İbadetimin bir parçası olan Dolmabahçe turu sonrası İstanbul un beni kabul
etmesi adına bir adağımı daha bağışlamıştım. Bu şehre inanmak oldukça zahmetli
ve bedeli yüksek olan bir şeydi. Yeri geldiğinde yüreğinin burkulan parçalarını
İstanbul un yüce ışığına bağışlayıp geri alamazdın. Ve sonunda eksildikçe
eksilen yetilerin yerinde kocaman boşluklar oluşur.
Mahalleye doğru yola koyulma vakti gelmişti
artık.
Tamamlanması yok olmasını sağlayacak bir
görevin peşindeydi zihnim. Yolun karşısından geçen hurdacıyı izlerken, ahizesi
arabadan aşağıya sallanan haki yeşili o antika telefona takıldı gözüm. Kim
bilir ne konuşmalar atlattı. Ne iyi, ne kötü haberler alındı o telefonda. Ne
çoşkulu, ne korkulu, ne şehvetli sesler duydu, duyurdu. Ahizenin kablosu
boynuma dolandı. Sürükleyerek götürdü mahalledeki bir apartman kapısına.

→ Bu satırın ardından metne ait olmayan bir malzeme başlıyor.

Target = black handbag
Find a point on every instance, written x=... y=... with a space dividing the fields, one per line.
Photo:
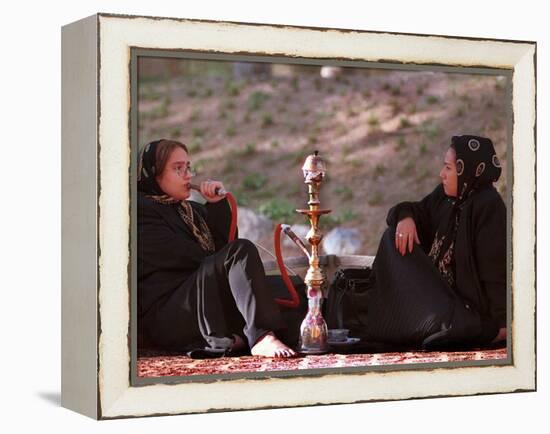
x=346 y=305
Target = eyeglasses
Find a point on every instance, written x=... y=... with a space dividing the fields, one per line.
x=182 y=171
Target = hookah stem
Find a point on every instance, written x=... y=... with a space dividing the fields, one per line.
x=232 y=203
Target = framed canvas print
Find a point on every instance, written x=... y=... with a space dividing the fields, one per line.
x=347 y=216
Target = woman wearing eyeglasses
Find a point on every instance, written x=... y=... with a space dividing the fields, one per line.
x=196 y=291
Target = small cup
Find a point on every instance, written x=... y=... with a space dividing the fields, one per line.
x=338 y=335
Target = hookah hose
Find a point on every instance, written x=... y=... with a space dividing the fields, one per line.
x=233 y=225
x=294 y=301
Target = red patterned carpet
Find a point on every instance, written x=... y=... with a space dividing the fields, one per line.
x=160 y=366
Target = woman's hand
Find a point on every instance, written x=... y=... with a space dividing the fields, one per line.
x=406 y=235
x=208 y=190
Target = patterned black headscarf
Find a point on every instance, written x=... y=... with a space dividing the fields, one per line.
x=477 y=167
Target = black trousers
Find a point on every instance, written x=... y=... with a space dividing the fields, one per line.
x=226 y=295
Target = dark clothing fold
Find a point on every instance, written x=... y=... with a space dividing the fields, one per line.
x=188 y=299
x=411 y=304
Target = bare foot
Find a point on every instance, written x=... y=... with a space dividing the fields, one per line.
x=269 y=346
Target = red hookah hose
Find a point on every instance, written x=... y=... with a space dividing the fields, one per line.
x=294 y=301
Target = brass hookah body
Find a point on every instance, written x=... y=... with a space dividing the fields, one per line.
x=313 y=330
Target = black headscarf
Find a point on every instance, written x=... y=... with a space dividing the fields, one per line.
x=147 y=170
x=147 y=184
x=477 y=167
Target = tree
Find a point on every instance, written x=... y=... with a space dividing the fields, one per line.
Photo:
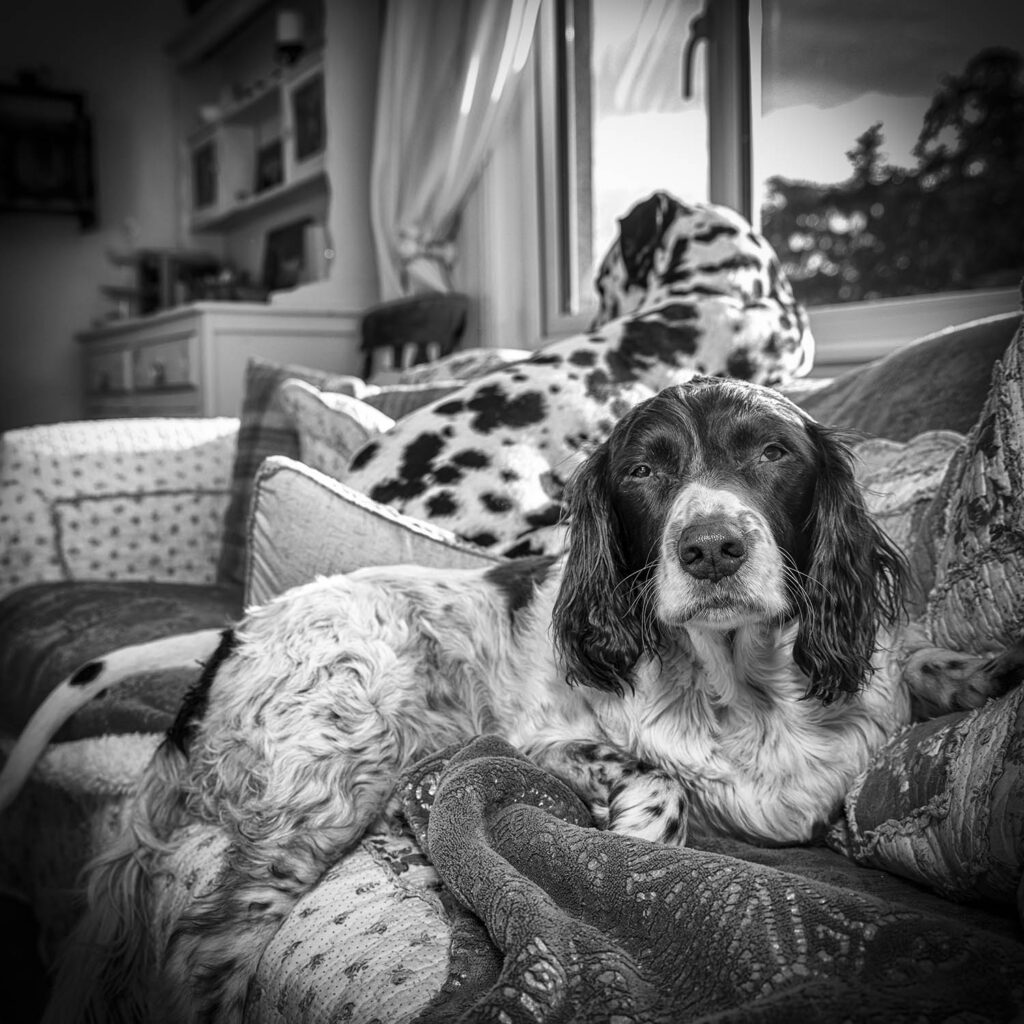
x=954 y=220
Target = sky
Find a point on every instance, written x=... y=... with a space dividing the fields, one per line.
x=830 y=70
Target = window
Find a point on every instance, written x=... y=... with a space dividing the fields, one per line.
x=880 y=172
x=615 y=128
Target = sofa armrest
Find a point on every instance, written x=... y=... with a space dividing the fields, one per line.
x=303 y=524
x=131 y=499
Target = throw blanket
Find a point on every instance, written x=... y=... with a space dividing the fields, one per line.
x=590 y=926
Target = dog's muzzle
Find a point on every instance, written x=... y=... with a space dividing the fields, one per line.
x=712 y=549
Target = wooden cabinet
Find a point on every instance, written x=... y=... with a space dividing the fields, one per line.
x=190 y=360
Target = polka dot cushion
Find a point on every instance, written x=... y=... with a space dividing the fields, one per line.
x=114 y=499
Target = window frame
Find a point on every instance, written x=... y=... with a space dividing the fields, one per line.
x=846 y=334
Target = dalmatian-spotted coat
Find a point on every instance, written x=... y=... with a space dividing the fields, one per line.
x=684 y=290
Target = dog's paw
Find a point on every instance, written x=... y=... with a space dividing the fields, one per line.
x=943 y=681
x=650 y=805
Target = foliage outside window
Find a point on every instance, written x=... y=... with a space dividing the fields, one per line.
x=952 y=220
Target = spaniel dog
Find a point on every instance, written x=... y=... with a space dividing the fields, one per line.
x=686 y=289
x=720 y=651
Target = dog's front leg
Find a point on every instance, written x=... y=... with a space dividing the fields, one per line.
x=941 y=681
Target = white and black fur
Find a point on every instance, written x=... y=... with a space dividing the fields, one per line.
x=686 y=289
x=719 y=651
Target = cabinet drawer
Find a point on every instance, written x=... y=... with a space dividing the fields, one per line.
x=158 y=366
x=107 y=373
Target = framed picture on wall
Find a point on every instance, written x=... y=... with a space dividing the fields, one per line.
x=45 y=153
x=269 y=166
x=204 y=160
x=284 y=255
x=307 y=111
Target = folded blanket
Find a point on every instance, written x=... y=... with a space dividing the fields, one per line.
x=592 y=926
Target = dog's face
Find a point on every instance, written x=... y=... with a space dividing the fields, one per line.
x=714 y=505
x=713 y=486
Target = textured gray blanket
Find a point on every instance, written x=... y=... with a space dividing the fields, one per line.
x=589 y=926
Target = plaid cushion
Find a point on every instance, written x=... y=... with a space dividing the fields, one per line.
x=265 y=429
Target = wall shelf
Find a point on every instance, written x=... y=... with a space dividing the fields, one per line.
x=262 y=202
x=261 y=151
x=210 y=28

Mahallenin arnavut kaldırımlarını çocukluğumdan beri bu kadar yakından
görmediğimi düşündüm yerde sürüklenirken. Çocukluğumda çok düşmemin, şimdi hiç
düşmememle nedensellik ilişkisi içinde oluşunu anlamam bana ne kattı acaba diye
düşünürken ; asıl mevzunun bu olmadığını anladım. Meselenin bu olmadığını
anladığında, asıl meseleyi kaçırmış gibi hisseder hep insan. Odaklanması daha
da zorlaşır bir kere hedefi tutturamayınca. Daldığım anlam karmaşası havuzu,
gitgide büyüyüp karayı göremediğim bir deniz haline geliyordu yüzmeye
çalıştıkça. Oysa bıraksam kendimi,
illaki beni bulacaktı gizemli deniz kızı. Anlamına varacaktım bu sürüklenişin.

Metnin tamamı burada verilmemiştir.